|Filed Jan. 12, 1988|
In the Interest of C.S., J.S. AND A.S., Children
Bernard J. Haugen, Juvenile Supervisor for Ransom County, Petitioner and Appellee
C.S., J.S., and A.S., children; R.S., father of said children; Jeffrey K. Leadbetter, Guardian ad Litem of said children; and Marvin Schaap, Director of Ransom County Social Services Board, Custodian of said children, Respondents
S.S., mother of said children, Respondent and Appellant
Civil No. 870182
Appeal from the Juvenile Court of Ransom County, Southeast Judicial District, the Honorable John. T. Paulson, Judge.
Opinion of the Court by Meschke, Justice.
Wayne P. Jones, P.O. Box 391, Lisbon, ND 58054, for petitioner and appellee.

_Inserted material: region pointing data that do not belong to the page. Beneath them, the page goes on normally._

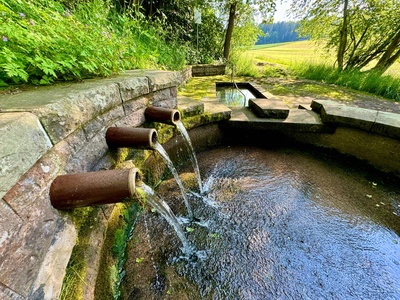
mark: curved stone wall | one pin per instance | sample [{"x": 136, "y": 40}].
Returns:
[
  {"x": 55, "y": 130},
  {"x": 50, "y": 131}
]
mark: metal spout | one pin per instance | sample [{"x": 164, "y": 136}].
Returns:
[
  {"x": 93, "y": 188},
  {"x": 131, "y": 137},
  {"x": 162, "y": 115}
]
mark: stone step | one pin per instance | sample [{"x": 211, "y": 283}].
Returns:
[
  {"x": 298, "y": 120},
  {"x": 272, "y": 108},
  {"x": 189, "y": 107}
]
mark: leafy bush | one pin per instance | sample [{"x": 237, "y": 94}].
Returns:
[{"x": 42, "y": 41}]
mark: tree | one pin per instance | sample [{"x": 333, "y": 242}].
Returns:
[
  {"x": 364, "y": 33},
  {"x": 263, "y": 8},
  {"x": 279, "y": 32}
]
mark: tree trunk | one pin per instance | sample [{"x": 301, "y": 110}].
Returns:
[
  {"x": 343, "y": 37},
  {"x": 229, "y": 30}
]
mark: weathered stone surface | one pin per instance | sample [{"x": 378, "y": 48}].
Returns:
[
  {"x": 213, "y": 112},
  {"x": 132, "y": 87},
  {"x": 8, "y": 294},
  {"x": 384, "y": 123},
  {"x": 332, "y": 112},
  {"x": 133, "y": 119},
  {"x": 298, "y": 120},
  {"x": 135, "y": 105},
  {"x": 159, "y": 80},
  {"x": 383, "y": 153},
  {"x": 269, "y": 108},
  {"x": 208, "y": 70},
  {"x": 23, "y": 142},
  {"x": 63, "y": 110},
  {"x": 189, "y": 107},
  {"x": 36, "y": 240},
  {"x": 52, "y": 271}
]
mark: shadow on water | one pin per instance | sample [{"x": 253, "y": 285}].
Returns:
[{"x": 279, "y": 224}]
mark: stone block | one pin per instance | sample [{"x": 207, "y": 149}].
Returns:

Jeffrey Keith Leadbetter, guardian ad litem, P.O. Box 511, Lisbon, ND 58054, for respondents. Submitted on brief.
R.S., respondent. pro se.
Hal S. Stutsman, P.O. Box 717, Wahpeton, ND 58075, for respondent and appellant.
In the Interest of C.S., J.S. and A.S.
S.S. (hereinafter Mary, a pseudonym), mother of three children, appeals from a juvenile court judgment terminating her parental rights. We affirm.

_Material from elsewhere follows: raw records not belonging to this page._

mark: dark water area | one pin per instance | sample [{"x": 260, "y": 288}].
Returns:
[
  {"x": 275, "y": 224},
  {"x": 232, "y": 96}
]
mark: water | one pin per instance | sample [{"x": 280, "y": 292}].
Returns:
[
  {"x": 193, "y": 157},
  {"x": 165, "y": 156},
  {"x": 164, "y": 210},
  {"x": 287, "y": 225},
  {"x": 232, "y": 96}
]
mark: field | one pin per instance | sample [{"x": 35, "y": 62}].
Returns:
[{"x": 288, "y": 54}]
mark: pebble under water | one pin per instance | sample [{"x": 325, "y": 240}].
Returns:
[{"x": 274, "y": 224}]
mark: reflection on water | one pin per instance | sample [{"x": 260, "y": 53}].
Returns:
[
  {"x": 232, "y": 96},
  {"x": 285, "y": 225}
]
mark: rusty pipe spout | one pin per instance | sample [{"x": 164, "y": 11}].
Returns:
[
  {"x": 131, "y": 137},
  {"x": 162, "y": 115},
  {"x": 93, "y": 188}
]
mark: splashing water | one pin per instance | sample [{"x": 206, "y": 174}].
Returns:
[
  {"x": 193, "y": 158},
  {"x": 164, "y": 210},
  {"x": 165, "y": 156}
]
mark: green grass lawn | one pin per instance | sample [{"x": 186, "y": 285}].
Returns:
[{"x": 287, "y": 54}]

On December 12, 1985, a year before the termination hearing, the juvenile court concluded that the children were deprived. The court found that Mary and the children's father, R.S. (hereinafter Allen, a pseudonym),1 had physically and emotionally abused and neglected the children and that the parents, even with the assistance of social service personnel, were unable to adequately care for the children. The court placed legal custody of the children with the Director of the Ransom County Social Service Board and ordered that the children be allowed to remain in their home only if Mary agreed to follow a list of twenty-seven recommendations about care of the home and children.
Two weeks after this deprivation order, Mary went to California. Since Allen, a truck driver, was seldom home to help with the children, social service personnel assisted Mary in leaving the children in a foster home. Mary hoped to have the children sent to California to live with her after she found a home and job. During her months in California she had little contact with the children and was separated from Allen. In June 1986, Mary returned from California to live in North Dakota with Allen at the Grand Forks Mission.

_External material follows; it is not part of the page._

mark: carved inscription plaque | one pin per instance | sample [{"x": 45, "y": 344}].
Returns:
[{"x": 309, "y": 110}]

On September 8, 1986, the Ransom County juvenile supervisor petitioned to terminate Mary and Allen's parental rights. Following a termination hearing on December 9, 1986, the juvenile court granted the petition. At that time, Thomas was six, James was four, and Greg was two years old (the children's names are also pseudonyms).
Before a juvenile court may terminate parental rights the state must establish by clear and convincing evidence, under Section 27-20-44(l)(b), N.D.C.C., that the children are deprived, that the causes and conditions of the deprivation are likely to continue and not be remedied, and that because of the deprivation the children are suffering, or will probably suffer in the future, serious physical, mental, or emotional harm. In Interest of A.M.C., 391 N.W.2d 178 (N.D. 1986). Mary asserts on appeal that the state failed to establish by clear and convincing evidence that the deprivation of her children would likely continue.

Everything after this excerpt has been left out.